Background: Muir Torre syndrome (MTS) is a rare genetic disorder. MTS is caused by mutations in genes that regulate cell growth and division. Specifically, it is linked to mutations in the DNA mismatch repair system. MTS increases the risk of developing skin and gastrointestinal tumors such as sebaceous adenomas, sebaceous carcinomas, colorectal cancer, endometrial cancer, and ovarian cancer. The risk of developing these types of tumors varies depending on the involved mutation and the individual's family history.

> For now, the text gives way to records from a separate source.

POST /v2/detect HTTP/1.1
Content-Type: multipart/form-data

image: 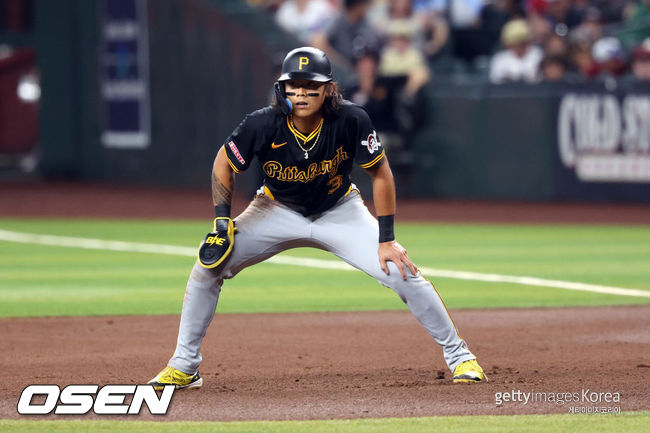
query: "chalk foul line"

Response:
[0,229,650,298]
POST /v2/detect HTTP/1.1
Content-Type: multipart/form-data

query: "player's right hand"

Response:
[377,241,418,281]
[199,217,235,269]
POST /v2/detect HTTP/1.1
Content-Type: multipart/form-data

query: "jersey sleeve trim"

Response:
[359,150,386,168]
[226,153,241,174]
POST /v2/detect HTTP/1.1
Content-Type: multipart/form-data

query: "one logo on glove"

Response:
[361,131,381,155]
[205,236,226,245]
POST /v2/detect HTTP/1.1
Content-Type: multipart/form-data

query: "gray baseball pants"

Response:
[169,190,475,374]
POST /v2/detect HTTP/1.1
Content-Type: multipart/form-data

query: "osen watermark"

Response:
[18,385,176,415]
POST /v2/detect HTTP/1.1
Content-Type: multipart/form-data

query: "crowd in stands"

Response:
[248,0,650,84]
[248,0,650,164]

Case Presentation: A 47-year-old gentleman presented with multiple skin lesions on his scalp, face, flank, and back. The examination revealed well-circumscribed, dome-shaped papules with a yellowish appearance with white oily material in the center. Histopathological examination showed focal cystic changes and peritumoral lymphocytic infiltrate consistent with sebaceous adenomas. MMR staining showed preserved expression in MLH1 and PMS2, while MSH2 and MSH6 staining showed loss of protein expression. A screening colonoscopy showed numerous colon and rectal tumors, prompting concerns about the likelihood of Muir-Torre syndrome. Surgical intervention was necessary, leading to the resection of the tumors, which were found to be mucinous adenocarcinoma/adenocarcinoma with mucinous features in the colon. The diagnosis of MTS was supported by MSH2 germline mutation. The increased likelihood of MTS was attributed to the occurrence of sebaceous adenomas in unusual locations of the head and neck regions, unlike typical cases.

Conclusion: MTS is a unique condition that necessitates continuous surveillance. When sebaceous adenoma arises in atypical regions, it is important to consider additional screening to eliminate the likelihood of MTS.